An Open Letter About Bullying

Bullying comes in many shapes and sizes. We all know the typical class bully - the one who trips you in the halls, calls you names and calls attention to those around to join in. In my youth it was a couple of girls who enjoyed torturing the new shy girl from a private school who dressed a bit different. I was incredibly awkward and resembled Olive Oyl. I used to get kicked in the backs of my legs in lunch line by them, called a lesbian (which I was not) and various horrible names I will not write here. I hid in the library with the librarian Mrs Ackerman for the better part of that whole year God bless her. I still remember when my mom came on a particularly awful day and I was so terrified of what those girls might do if they saw me with my MOM at school. So rather than let her love me and visit I sent her away in tears. The bus was an equally horrible time and one boy  used to spit on me.
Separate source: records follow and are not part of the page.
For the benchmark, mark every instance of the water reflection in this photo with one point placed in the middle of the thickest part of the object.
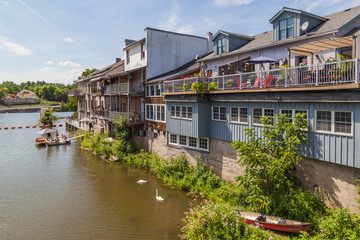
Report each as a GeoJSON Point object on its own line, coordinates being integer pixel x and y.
{"type": "Point", "coordinates": [63, 192]}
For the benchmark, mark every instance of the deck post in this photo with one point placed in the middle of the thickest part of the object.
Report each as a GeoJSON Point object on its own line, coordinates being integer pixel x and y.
{"type": "Point", "coordinates": [356, 70]}
{"type": "Point", "coordinates": [317, 74]}
{"type": "Point", "coordinates": [240, 77]}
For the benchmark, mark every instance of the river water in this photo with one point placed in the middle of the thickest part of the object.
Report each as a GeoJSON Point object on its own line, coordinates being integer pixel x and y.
{"type": "Point", "coordinates": [64, 192]}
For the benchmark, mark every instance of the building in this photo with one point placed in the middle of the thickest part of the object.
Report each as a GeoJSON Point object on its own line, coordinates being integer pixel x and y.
{"type": "Point", "coordinates": [311, 78]}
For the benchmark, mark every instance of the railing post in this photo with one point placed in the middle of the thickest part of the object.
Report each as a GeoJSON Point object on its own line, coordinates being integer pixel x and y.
{"type": "Point", "coordinates": [317, 74]}
{"type": "Point", "coordinates": [240, 76]}
{"type": "Point", "coordinates": [356, 70]}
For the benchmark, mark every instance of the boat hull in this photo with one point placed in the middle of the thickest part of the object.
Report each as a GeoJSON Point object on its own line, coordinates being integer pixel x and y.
{"type": "Point", "coordinates": [274, 223]}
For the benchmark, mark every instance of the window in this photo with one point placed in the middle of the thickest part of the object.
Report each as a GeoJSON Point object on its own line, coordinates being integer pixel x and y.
{"type": "Point", "coordinates": [155, 112]}
{"type": "Point", "coordinates": [182, 140]}
{"type": "Point", "coordinates": [127, 56]}
{"type": "Point", "coordinates": [286, 28]}
{"type": "Point", "coordinates": [173, 138]}
{"type": "Point", "coordinates": [181, 112]}
{"type": "Point", "coordinates": [221, 45]}
{"type": "Point", "coordinates": [239, 115]}
{"type": "Point", "coordinates": [142, 51]}
{"type": "Point", "coordinates": [219, 113]}
{"type": "Point", "coordinates": [189, 142]}
{"type": "Point", "coordinates": [153, 90]}
{"type": "Point", "coordinates": [334, 121]}
{"type": "Point", "coordinates": [262, 112]}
I switched to another school the following year but even there we still had a group that used to throw hamburgers at our table at lunch (which is kind of funny now that I write it but wasn't at the time). One girl used to tell me I was disgusting because I had a thigh gap (before that was even a thing). Another person used to call me "Blinkin" because I would roll my eyes at him and ask if I was anorexic and had I thrown up my lunch (insert eye roll- he never did figure out the difference between eating disorders). So I wasn't cool- we've established that much. It taught me who I did and did not want to be in life these people and experiences. In some ways I do not regret them. I fully believe in "treat people how you want to be treated." Most days  growing up I felt pretty loved and I had some truly wonderful friends I made during that time. To this day although I don't see them as often as I like I will always love them very much. 

All through your life there are always going to be bullies. We now live in a time of being even more visible than just in a lunch line. We live in a world run by social media. We can know more about someone in just a simple click of a mouse than ever before via the internet. It is both amazing and frightening. A blessing and a curse. 

A lot of us are not aware of the fact: NEGATIVITY ONLINE SPREADS LIKE WILDFIRE. Do you ever see those posts? The ones that people share for a cause or a positive quote of the day seem to get very little traffic a lot of times.  Well facts are if you share a negative post you will gain three times the amount of attention and traffic as a positive in many cases. The way algorithms work on social media is they then show us things that have the most comments and traffic. If something bad takes off it will flood out all others.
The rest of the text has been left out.